國立陽明交通大學 機械工程學系
Topic : 國立交通大學 機械工程學系博士候選人演講
First speaker : 畢楨煥 博士
Topic : Quadrotor Control Using Reinforcement Learning
Date & Location : 2020/04/23 (Thu) 3:30 pm - 5:30 pm
Engineering 5 Building B1 International Conference Hall , Classroom 106,205,210 (工程五館 B1 國際會議廳, 教室106,205,210)
Abstract:
The speech gives a brief introduction of our work on a low-level quadrotor control algorithm using neural networks and model-
free reinforcement learning. Without requiring expert demonstrations, the controller output directly mapped to four
actuators in a simulator and real world environment for hovering and tracking tasks.
Second speaker : Ali Abbas 博士
Topic: Augmentation of Natural Convection Heat Sink via Using Displacement Design
Date & Location : 2020/04/23 (Thu) 3:30 pm - 5:30 pm
Engineering 5 Building B1 International Conference Hall , Classroom 106,205,210 (工程五館 B1 國際會議廳, 教室106,205,210)
Abstract:
Miniaturization of electronic devices demands an effective
thermal management system for efficient cooling. Still, many
electronic industries use natural convection cooling techniques
like plate-fin heat sinks as far as no moving part (noise) and
reliability is concerned. In this study, enhancement upon the
widely used plate fin design is incorporated though
displacements. The effect of providing displacement between
alternate fins of plate-fin heat sink is experimentally and
numerically investigated under natural convection condition.

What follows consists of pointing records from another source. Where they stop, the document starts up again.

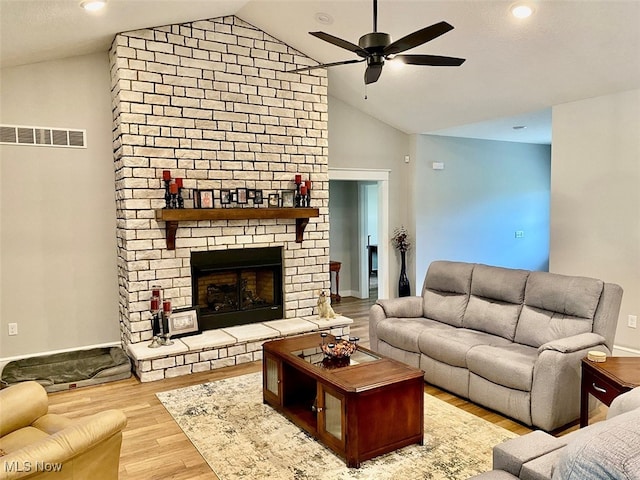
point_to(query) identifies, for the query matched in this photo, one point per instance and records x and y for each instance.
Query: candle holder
(298, 182)
(157, 337)
(165, 338)
(155, 320)
(307, 184)
(167, 193)
(180, 199)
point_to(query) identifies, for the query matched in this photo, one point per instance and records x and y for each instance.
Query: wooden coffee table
(360, 409)
(607, 380)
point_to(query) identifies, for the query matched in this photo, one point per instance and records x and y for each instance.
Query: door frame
(381, 176)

The effect of fin spacing, length, height, and heat flux on
thermal performance is studied. For the smaller fin pacing,
introducing the fin displacement will delay the merging of
boundary layers, and reduce the length of fully developed
region. The design can also entrain the outside air to flow into
the fin array at the upper portion of heat sink for additional
enhancement. The fin displacement effects are especially
effective for a smaller fin spacing due to the larger fully
developed region prevails. On the other hand, the fin
displacement effect can provide an opposite effect when a very
wide fin spacing is used. Similarly, the increase in the fin length
also enhances the heat transfer performance under the fin
displacement conditions. Yet the effect of fin height on the
thermal performance is small and the effect of heat flux is
negligible. The maximum reduction in the thermal resistance is
56% by adopting the displacement design. A drop in fin
temperature at the upper portion for the displacement design
can lead to a reduction in heat transfer coefficient unless it is
accompanied with the drop in air temperature at the same
region. For the heat sink with 3 mm spacing, 100 mm length
and 0.9 emissivity the ratio of heat transfer by radiation to the
total heat dissipation is 38%, while it declines slightly to 34%
with 30 mm displacement despite the increment in view factor
value. For the fixed volume in space, the heat sink with fin
displacement offers a 30% heat transfer enhancement ratio,
28.7% reduction in total mass, and 27.4 % reduction in surface
area over the conventional heat sinks.